Jobs Act: propaganda e spreco di risorse per smantellare i diritti
Sul Jobs Act si comunicano molti numeri in queste settimane e si fa molta propaganda. Secondo un articolo di Affari&Finanza sarebbero stati creati da inizio anno, grazie al Jobs Act, 616mila nuovi posti di lavoro, salvo poi commentare in coda che i flussi non si traducono automaticamente in nuovi occupati e che il precariato non conosce sosta nel suo percorso di crescita: nei primi dieci mesi del 2015 risultano infatti venduti 91.867.175 voucher, con un incremento medio nazionale, rispetto al corrispondente periodo del 2014 (54.800.369), pari al 67,6%.
Una recente indagine degli studiosi Dario Guarascio e Valeria Cirillo dell’Università Sant’Anna, mostra purtroppo una realtà non così rosea come il titolo del giornale annuncia. Le dinamiche del mercato del lavoro ci dicono che le nuove posizioni stabili (a tutele crescenti) sono solo una minoranza anche all’interno del lavoro a tempo indeterminato, la maggior parte di esse sono rappresentate da trasformazioni ed il tasso di licenziamenti, negli ultimi due anni, è rimasto stabile.
Nel corso del secondo semestre del 2015, secondo l’Istat l’incidenza del part-time involontario rappresenta il 64,6% del totale di lavoro a tempo parziale e, secondo l’INPS, le nuove assunzioni con “contratto a tutele Crescenti” guadagnano un salario mensile dell’1,4% inferiore alla platea assunta un anno prima con il vecchio contratto a tempo indeterminato.
In sostanza si resta precari e a tempo determinato. I contratti a tempo indeterminato aumentano solo nel breve lasso di tempo tra la fine del 2014 e l’anno 2015. Già da marzo 2015 – il periodo in cui il Jobs Act e gli incentivi hanno iniziato a diffondere i loro effetti – tale tendenza comincia ad essere invertita a ritmi anche piuttosto veloci: il 63% dei nuovi lavoratori – 158mila su 253mila – nei primi nove mesi del 2015 ha un contratto temporaneo. Assistiamo così ad una ulteriore liberalizzazione nell’utilizzo di contratti a tempo determinato.

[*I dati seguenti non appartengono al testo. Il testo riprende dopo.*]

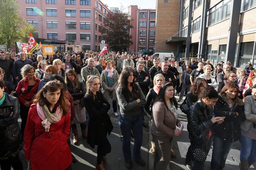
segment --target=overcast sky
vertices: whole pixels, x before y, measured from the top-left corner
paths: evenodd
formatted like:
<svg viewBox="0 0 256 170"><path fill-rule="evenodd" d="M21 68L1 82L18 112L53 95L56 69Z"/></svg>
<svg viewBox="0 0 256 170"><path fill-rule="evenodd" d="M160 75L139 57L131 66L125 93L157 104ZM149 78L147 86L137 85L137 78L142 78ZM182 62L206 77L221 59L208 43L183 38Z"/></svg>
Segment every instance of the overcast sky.
<svg viewBox="0 0 256 170"><path fill-rule="evenodd" d="M130 5L137 5L140 9L155 9L156 0L101 0L109 7L118 7L123 6L124 12L128 12L127 7Z"/></svg>

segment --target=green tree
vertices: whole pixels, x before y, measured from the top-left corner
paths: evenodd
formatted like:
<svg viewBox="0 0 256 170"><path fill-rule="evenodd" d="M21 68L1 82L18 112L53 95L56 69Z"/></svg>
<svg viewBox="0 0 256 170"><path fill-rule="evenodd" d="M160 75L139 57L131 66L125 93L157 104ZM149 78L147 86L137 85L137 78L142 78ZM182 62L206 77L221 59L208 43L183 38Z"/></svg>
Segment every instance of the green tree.
<svg viewBox="0 0 256 170"><path fill-rule="evenodd" d="M0 42L8 48L15 41L26 42L29 32L36 28L20 17L20 10L17 0L1 0L0 3Z"/></svg>
<svg viewBox="0 0 256 170"><path fill-rule="evenodd" d="M133 28L131 21L119 10L109 13L103 21L99 31L112 50L125 50L133 44L129 33L130 28Z"/></svg>

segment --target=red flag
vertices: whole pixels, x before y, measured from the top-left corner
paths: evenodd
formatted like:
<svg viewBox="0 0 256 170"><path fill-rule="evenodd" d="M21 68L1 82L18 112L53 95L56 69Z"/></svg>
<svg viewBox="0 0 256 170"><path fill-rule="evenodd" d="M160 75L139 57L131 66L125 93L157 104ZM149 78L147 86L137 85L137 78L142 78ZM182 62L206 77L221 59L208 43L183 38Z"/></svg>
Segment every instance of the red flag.
<svg viewBox="0 0 256 170"><path fill-rule="evenodd" d="M250 72L250 74L249 74L247 80L246 80L246 83L245 83L245 85L244 85L244 91L243 91L243 100L244 100L244 94L245 93L245 91L253 86L252 79L253 79L253 71L251 71Z"/></svg>
<svg viewBox="0 0 256 170"><path fill-rule="evenodd" d="M33 35L31 32L29 33L29 45L28 46L28 49L27 51L28 54L32 54L35 49L37 49L38 45L36 43L35 40L33 37Z"/></svg>
<svg viewBox="0 0 256 170"><path fill-rule="evenodd" d="M105 53L108 53L108 47L107 46L107 44L104 46L104 47L102 48L101 52L99 54L99 55L103 55Z"/></svg>
<svg viewBox="0 0 256 170"><path fill-rule="evenodd" d="M28 52L27 51L27 49L28 48L28 44L24 43L24 44L23 45L23 46L22 46L22 48L21 48L21 49L22 50L23 52L24 52L26 54L28 54Z"/></svg>

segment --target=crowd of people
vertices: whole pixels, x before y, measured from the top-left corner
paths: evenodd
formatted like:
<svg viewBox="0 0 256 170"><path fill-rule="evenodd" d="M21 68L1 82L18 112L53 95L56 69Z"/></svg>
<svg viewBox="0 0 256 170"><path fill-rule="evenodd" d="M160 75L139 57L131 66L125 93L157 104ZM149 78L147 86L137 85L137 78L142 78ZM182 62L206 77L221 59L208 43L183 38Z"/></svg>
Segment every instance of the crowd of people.
<svg viewBox="0 0 256 170"><path fill-rule="evenodd" d="M172 141L184 128L179 102L188 122L188 169L204 169L212 144L211 169L223 169L233 143L239 140L240 169L248 170L256 161L256 72L251 63L235 71L229 61L215 68L204 58L163 59L119 52L99 56L88 51L49 55L0 51L1 170L23 169L22 149L32 169L71 170L76 160L70 136L72 132L73 144L79 143L77 124L90 146L97 146L96 169L105 170L111 150L107 138L113 129L111 114L118 116L126 167L133 167L131 136L133 158L146 165L140 148L143 127L148 127L147 115L155 149L154 169L166 170L175 156ZM243 94L251 71L253 85Z"/></svg>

Infine la disoccupazione. Secondo Eurostat in Italia si registra un’enorme transizione dalla disoccupazione all’inattività (35,7%), dato confermato dal Ministero del Lavoro secondo cui, tra il primo ed il secondo trimestre del 2015, l’Italia si caratterizza per il deflusso dalla disoccupazione all’inattività ed il passaggio nel mondo del lavoro è tra i più bassi in Europa. Nei primi nove mesi dell’anno gli over 55 hanno maggiormente beneficiato del nuovo tipo di contratto, mentre l’occupazione tra le classi più giovani e le variazioni di tasso di inattività sono associate principalmente alla Garanzia Giovani e all’esplosione nell’utilizzo dei voucher.

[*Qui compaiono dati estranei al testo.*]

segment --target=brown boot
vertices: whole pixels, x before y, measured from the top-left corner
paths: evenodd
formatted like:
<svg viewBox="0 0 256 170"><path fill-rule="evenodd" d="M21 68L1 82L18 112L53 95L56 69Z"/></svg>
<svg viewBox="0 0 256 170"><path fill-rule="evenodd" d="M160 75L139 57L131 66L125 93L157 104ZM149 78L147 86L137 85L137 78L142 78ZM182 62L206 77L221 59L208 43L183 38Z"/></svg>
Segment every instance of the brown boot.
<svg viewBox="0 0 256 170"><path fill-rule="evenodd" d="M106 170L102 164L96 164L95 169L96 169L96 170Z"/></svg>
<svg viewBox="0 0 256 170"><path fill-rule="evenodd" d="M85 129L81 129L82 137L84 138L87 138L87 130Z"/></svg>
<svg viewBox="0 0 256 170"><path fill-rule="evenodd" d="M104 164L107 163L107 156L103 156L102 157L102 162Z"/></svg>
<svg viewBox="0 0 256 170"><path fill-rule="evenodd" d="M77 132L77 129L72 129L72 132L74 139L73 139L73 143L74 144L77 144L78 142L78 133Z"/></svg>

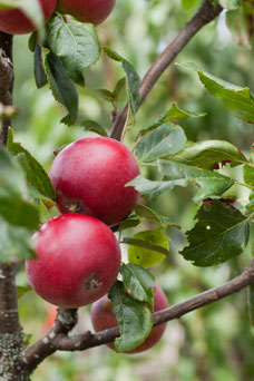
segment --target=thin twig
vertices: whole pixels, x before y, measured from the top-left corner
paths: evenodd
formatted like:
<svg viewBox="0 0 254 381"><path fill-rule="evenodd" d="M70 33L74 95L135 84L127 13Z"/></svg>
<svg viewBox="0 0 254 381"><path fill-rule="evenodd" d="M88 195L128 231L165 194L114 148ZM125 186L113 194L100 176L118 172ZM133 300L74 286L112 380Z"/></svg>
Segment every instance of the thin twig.
<svg viewBox="0 0 254 381"><path fill-rule="evenodd" d="M184 47L192 40L192 38L207 23L213 21L223 10L218 4L212 3L209 0L205 0L197 11L197 13L192 18L189 22L180 30L176 38L168 45L168 47L162 52L162 55L155 60L147 74L145 75L139 92L140 102L144 102L147 95L150 92L152 88L162 76L162 74L169 67L174 61L176 56L184 49ZM121 136L123 128L125 126L125 120L127 116L128 105L125 106L123 111L118 115L114 121L110 137L119 140Z"/></svg>
<svg viewBox="0 0 254 381"><path fill-rule="evenodd" d="M0 32L0 104L12 105L13 65L12 36ZM7 145L10 119L3 119L0 130L0 144Z"/></svg>
<svg viewBox="0 0 254 381"><path fill-rule="evenodd" d="M223 297L229 296L241 290L254 284L254 260L247 265L244 272L229 282L215 289L205 291L186 301L175 304L166 310L153 314L154 325L159 325L174 319L178 319L186 313L201 309L207 304L214 303ZM52 334L53 332L53 334ZM84 351L89 348L99 346L113 342L119 336L119 329L113 328L98 333L89 331L68 336L67 332L51 328L47 334L26 351L26 365L28 370L35 369L47 355L56 351ZM47 340L46 340L47 339ZM49 353L49 354L47 354ZM35 359L36 358L36 359ZM39 360L40 359L40 360Z"/></svg>

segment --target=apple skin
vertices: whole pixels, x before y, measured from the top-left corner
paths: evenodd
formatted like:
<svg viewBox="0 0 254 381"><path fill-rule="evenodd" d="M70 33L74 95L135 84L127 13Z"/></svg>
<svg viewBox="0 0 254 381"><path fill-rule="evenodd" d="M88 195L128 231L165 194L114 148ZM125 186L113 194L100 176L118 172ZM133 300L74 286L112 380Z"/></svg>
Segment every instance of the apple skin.
<svg viewBox="0 0 254 381"><path fill-rule="evenodd" d="M49 176L62 214L84 213L115 225L137 205L139 193L125 185L138 175L137 160L126 146L95 137L63 148Z"/></svg>
<svg viewBox="0 0 254 381"><path fill-rule="evenodd" d="M107 19L115 3L116 0L58 0L57 10L74 16L78 21L98 26Z"/></svg>
<svg viewBox="0 0 254 381"><path fill-rule="evenodd" d="M26 261L32 289L47 302L76 309L105 295L119 272L119 244L101 221L68 214L33 234L37 258Z"/></svg>
<svg viewBox="0 0 254 381"><path fill-rule="evenodd" d="M168 302L163 290L155 285L155 296L154 296L154 312L164 310L168 307ZM96 332L108 330L110 328L117 326L117 319L113 312L113 303L107 295L101 297L99 301L95 302L91 306L91 322ZM143 344L129 352L124 352L127 354L144 352L152 346L154 346L163 336L166 329L166 323L153 328L149 336L145 340ZM108 348L115 350L114 343L108 343Z"/></svg>
<svg viewBox="0 0 254 381"><path fill-rule="evenodd" d="M47 22L55 11L57 0L40 0ZM0 30L9 35L25 35L36 30L32 22L19 10L0 10Z"/></svg>

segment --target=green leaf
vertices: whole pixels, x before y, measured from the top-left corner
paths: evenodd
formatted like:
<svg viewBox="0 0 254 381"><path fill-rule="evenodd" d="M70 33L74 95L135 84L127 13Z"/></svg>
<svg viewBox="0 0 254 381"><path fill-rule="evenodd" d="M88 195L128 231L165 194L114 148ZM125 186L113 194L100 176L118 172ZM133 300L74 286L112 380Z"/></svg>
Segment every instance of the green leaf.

I numeri vanno messi in fila e nonostante gli annunci, il Jobs Act palesa un clamoroso fallimento: non promuove l’occupazione e non riduce la quota di lavoro temporaneo ed atipico; gli incentivi monetari per le imprese non si traducono in nuova occupazione stabile ma incidono piuttosto sulle trasformazioni; escludendo queste ultime ed al netto dei licenziamenti, i nuovi contratti a tempo indeterminato sono solo una piccola frazione, il 20% del totale dei contratti stipulati nel corso dei primi nove mesi del 2015; l’aumentare di posti di lavoro stabili è caratterizzato dalla bassa capacità di attrarre forza lavoro produttiva.
Il Jobs Act ha facilitato lo spostamento dell’occupazione verso settori a bassa tecnologia e bassa qualifica. Questo è particolarmente preoccupante se legato agli effetti strutturali della crisi, in particolare la significativa riduzione della capacità produttiva osservata tra 2008 e il 2013. La combinazione di politiche (Jobs Act), dal lato dell’offerta, e la fornitura di incentivi monetari indiscriminati per le imprese, si è dimostrato inefficace in termini di quantità, qualità e durata dei lavori generati. Inoltre permane forte il rischio di contribuire al peggioramento della struttura industriale italiana, che dall’avvio della crisi conosce una profonda trasformazione e in molti casi una vera e propria destrutturazione e desertificazione nei settori strategici. Oltre la propaganda resta uno straordinario spreco di risorse per smantellare i diritti dei lavoratori e la qualità dello sviluppo del nostro Paese.